16

966 105 17
                                    


"Senden istediğim şey emin ol benim de hoşuma gitmiyor." dedi ve yüzüme son kez bakıp beni orada yalnız bıraktı. Arkasından bakarken zihnimden bir dolu sitem cümlesi geçiyordu. Duvara iyice yaslanıp gözlerimde birikmek için bana sataşan gözyaşlarını yok saymaya çalıştım.

Madem hoşuna gitmiyordu, o zaman niye bana işkence ediyordu?

Sanki yoldan geçen biri sana hakaret etse o hakareti kendine yakıştıracaksın. Neden kendini sevmiyorsun?

Saniyeler dakikaların, dakikalar saatlerin üzerinde devrilip önümde birikirken Chanyeol'ün konuşması aklımdan çıkmadı, harfler kafamın içinde bir belirip bir kayboluyordu. Bu durum bir yere kadar kabul edilebilirdi ama sürekli haklı çıkıyor olması beni huzursuz ediyordu. Gözlerini yüzüme çevirdiğinde benimle ilgili bir özelliği, basit bir bulmacayla oyalanıyormuş gibi çözülüyordu.

"Lise çağlarımızı özlediğimi fark ettim," dedi hemen karşımda oturan Suho. Öğle arasında, kantindeydik. "Uzun yıllar sonra tekrar bu ortamlara dönmek... Keşke hiç büyümeseydik."

Chanyeol, Sehun ve Suho'yla birlikte oturduğum masada yaklaşık on beş dakikadır devam eden bir muhabbet vardı, genellikle yok sayıldığım için konuşmalarını bile dinlemiyordum ama düşüncelerim kabuk bağlayan yaralarımı kanatmaya başladığı için onlara kulak verdim.

"Liseye dair özlediğim tek şey çaprazımda oturan Yui'nin kısa okul eteği." Chanyeol bunu söylerken başını yemeğinden kaldırmamıştı. Onun eski zamanları özler gibi bir hâli yoktu zaten, o her yaşa, her ortama ayak uydurup dolu dolu yaşayanlardandı. Geçmişi özlemeyecek kadar iyi yaşayan. Yani en azından uzaktan öyle görünüyordu.

Suho tabağındaki üzümden bir parça koparıp Chanyeol'e atarken, "Pislik." dedi. Chanyeol de pis pis sırıttı.

"Seni bilmem ama ben de özledim." Sehun bana baktı. "En azından aramızda buraya ait biri var.

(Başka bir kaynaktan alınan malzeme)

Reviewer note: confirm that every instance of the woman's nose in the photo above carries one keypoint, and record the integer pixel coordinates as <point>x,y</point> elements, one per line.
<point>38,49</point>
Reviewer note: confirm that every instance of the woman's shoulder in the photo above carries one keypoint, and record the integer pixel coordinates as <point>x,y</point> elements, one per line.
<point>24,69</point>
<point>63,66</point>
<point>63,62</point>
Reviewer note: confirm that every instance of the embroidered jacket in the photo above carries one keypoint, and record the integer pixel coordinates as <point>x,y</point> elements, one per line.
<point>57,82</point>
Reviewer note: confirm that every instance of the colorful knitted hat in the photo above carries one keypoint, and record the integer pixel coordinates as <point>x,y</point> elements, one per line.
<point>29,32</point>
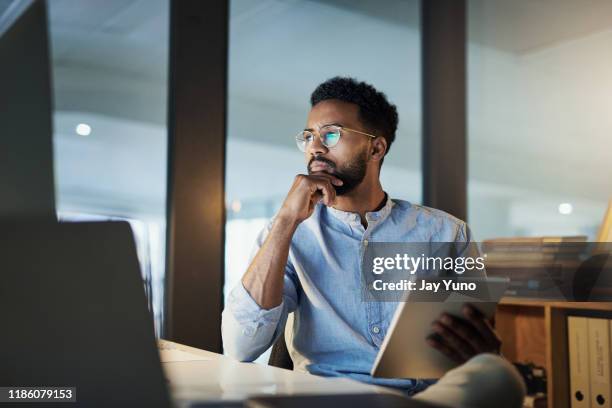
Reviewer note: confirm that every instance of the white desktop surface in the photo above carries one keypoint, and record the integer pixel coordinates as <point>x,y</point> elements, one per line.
<point>195,374</point>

Okulu beğendin mi Baekhyun?"

Sehun benimle konuştuğu için ona kızacağını bildiğimden dolayı çekingen bir tavırla Chanyeol'e baktım ama o başını kaldırıp gözlerime bakmaktan başka bir şey yapmadı.

"Bildiğimiz okul işte," diye geveledim.

"Lisenin tadını çıkarmaya bak, diye öğüt verdi Sehun." Emin ol sonra çok pişman olursun. Kim ne derse desin, gerçekten en güzel yıllar lise yılları."

"Pişman olacak kadar yaşayacağımı sanmıyorum," dedim boş bir sesle. "O yüzden sorun yok."

Sehun'un gözleri bu açık sözlülüğüm karşısında yüzüme kilitlendi. Niye böyle bir şey söylediğimi ben de bilmiyordum, sadece olaylar nasıl gelişirse gelişsin bu işin sonunun kötü biteceğini söyleyen bir his vardı içimde. Chanyeol de bana bakıyordu ama özellikle ona bakmadım. Sandalyemi geri itip ayağa kalktım.

Kaçmak için, "Ben biraz okulu dolaşacağım," diye bahane uydurdum ve ilk defa Chanyeol'ün onayını beklemeden yanlarından ayrıldım.

Kolej sahile çok yakın olduğu için dışarıdaki trafiğin sesi olmasa kayaya vuran dalgaların seslerini bile duyabileceğimizden emindim. Denizin kokusu her yeri sarmıştı, su korkusu olan bir insan olmama rağmen denizin o sakinliği düşüncelerimi dizginliyordu; bazen o derinliğe bakarken geçmişimin usul usul geleceğimin koynuna girdiğini ve orada kaybolduğunu hissederdim.

Voleybol filesinin yakınındaki bir banka oturup dalgın gözlerle voleybol oynayanlara baktım. Voleybolu severdim, Luhan'ın ısrarıyla tanıştığım voleybol sahası kütüphanelerden ve kitapçılardan sonra sevdiğim tek yerdi. Geldiğim okulda Luhan'ın ısrarıyla takıma girmek zorunda kalmıştım. Bunları düşünürken deniz özlemine, bileklerime çarpan topun özlemi karıştı.